LONDON (Alliance News) - KEFI Minerals PLC shares rose on Tuesday after it said it has the potential to increase annual production from the Tulu Kapi gold project in Ethiopia to over 150,000 ounces a year through an open pit and an underground mining operation.

KEFI shares were up 8.4% to 0.390 pence per share on Tuesday morning.

The forecast came following the completion of the preliminary economic assessment of the underground mining operation at the project, with KEFI intending to develop the project in two stages, starting with an open pit operation.

"As we continue to make excellent progress on financing and preparing for the development of the Tulu Kapi open pit mine, we are pleased with the positive results of our preliminary economic assessment for the underground mine potential," said Exploration Director Jeff Rayner.

The company progressed the assessment on the underground mining aspect of the operation after starting its search for the next "value-adding stages" beyond the construction and start-up of the open pit at the project.

KEFI anticipates commencing development of the underground mine after Tulu Kapi has begun generating positive cash flows from the open pit mine and repaying its development finance, with a view to introducing underground production in year two, three or four of the open pit operation.

The assessment has confirmed that the open pit operation can deliver a "cash build-up" of USD135.0 million over the first three years of production, which KEFI said is sufficient to repay the loans that will be used to construct the project.

That figure is based on a gold price of USD1,250 per ounce, which is lower than the current spot price of USD1,273 per ounce on Tuesday.

That USD135.0 million sum will also fund the development of the underground operation and allow KEFI to book a provision of returns to shareholders, it said.

The open pit and the underground operation combined will be able to produce around 150,000 ounces of gold each year, which if delivered would result in aggregate net operating cash flow of USD100.0 million each year, the company said.

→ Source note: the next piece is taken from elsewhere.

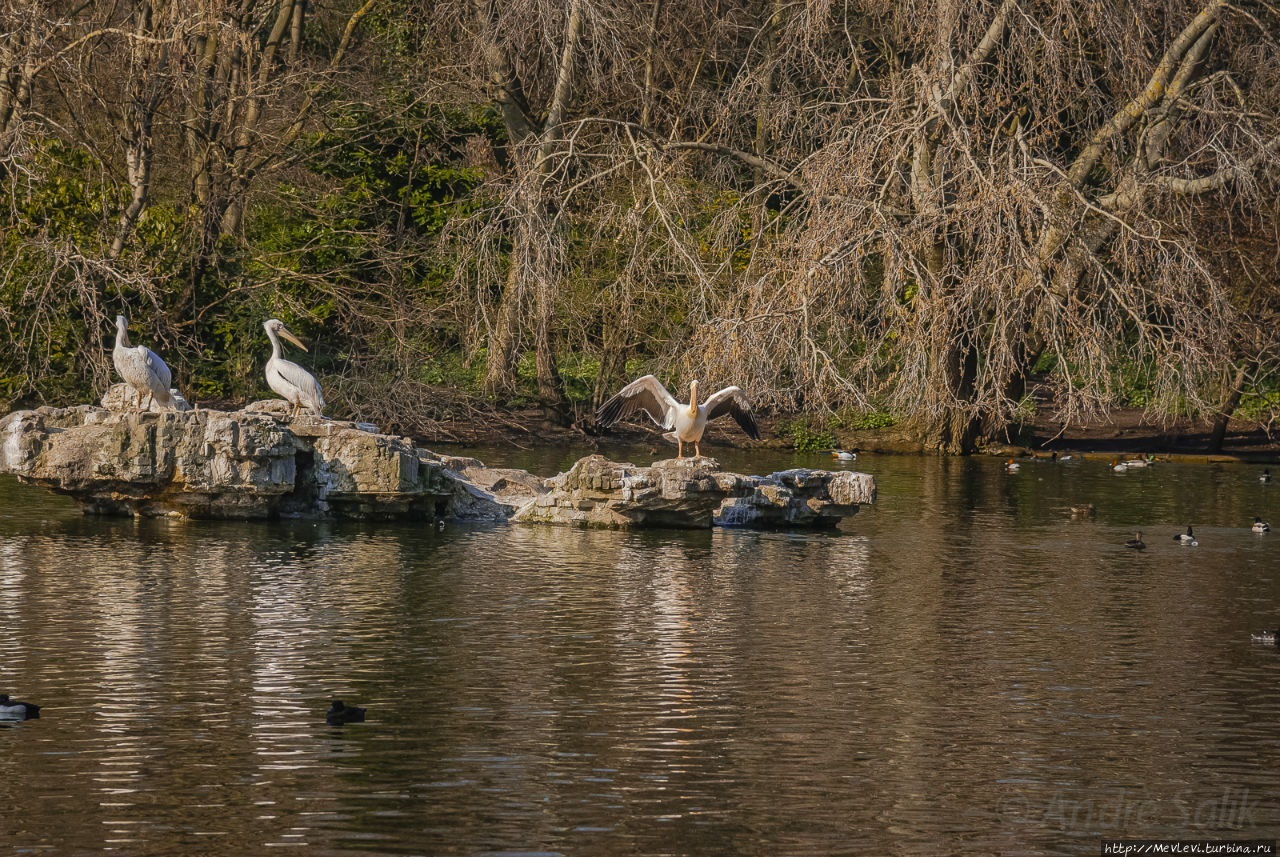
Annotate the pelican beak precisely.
[275,326,307,350]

The open pit and underground element of the operation have a combined net present value of USD200.0 million, of which USD150.0 million is attributable to KEFI as it holds a 75% stake in the project. KEFI said that is based on the assumption that it still holds a 75% stake once it secures the project financing. That suggests the company could give up some of the equity in the project in order to finance it.

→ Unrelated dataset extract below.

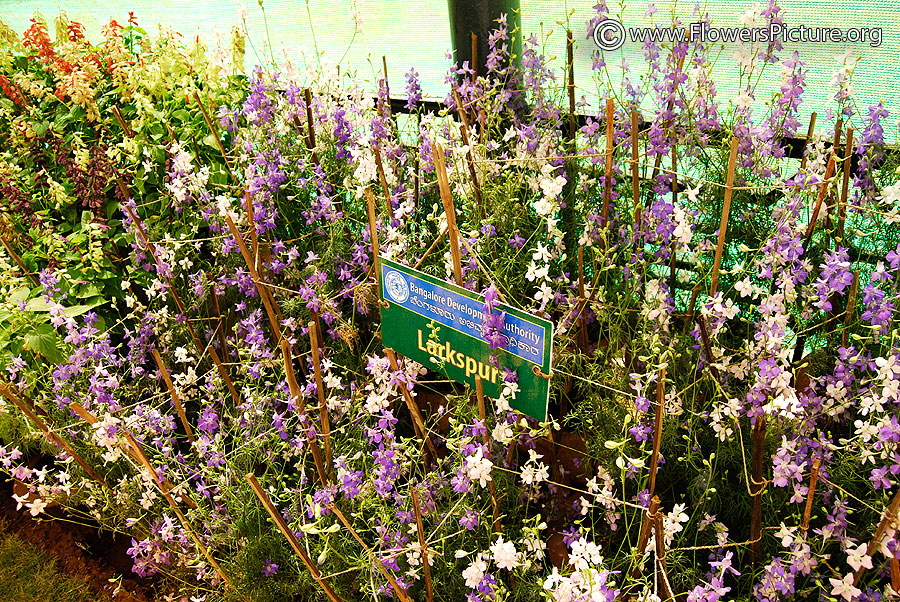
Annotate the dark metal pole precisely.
[447,0,522,75]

The underground operation had an inferred and indicated mineral resource containing 330,000 ounces of gold prior to the assessment released Tuesday, but KEFI said the latest interpretation suggests that could rise to 1.0 million ounces through "exploration potential".

The underground operation is expected to recover around 50,000 ounces of gold per year in the first four years, and will cost KEFI around USD37.0 million in capital expenditure to get up and running.

The underground operation would have a cash cost of USD664 an ounce and a all-in sustaining cash cost of USD845 per ounce, providing a healthy margin at current prices.

As the final mine plan for the open pit indicates a core of eight years annual production averaging 115,000 ounces of gold per year, commencing in 2018, adding the contemplated underground mine would potentially increase annual production to over 165,000 ounces of gold a year.

That would generate a combined net operating cash flow to USD96.0 million a year, with USD66.0 million coming from the open pit and USD30.0 million from the underground mine.

Ore from both operations would be processed in the Tulu Kapi processing plant, which would also require a "relatively minor expansion programme," said KEFI.

"At present, the company anticipates development commencing after Tulu Kapi has begun generating positive cash flows from the open pit and repaying its development finance, with a view to introducing underground production between year two and four of the open pit operation," said the company.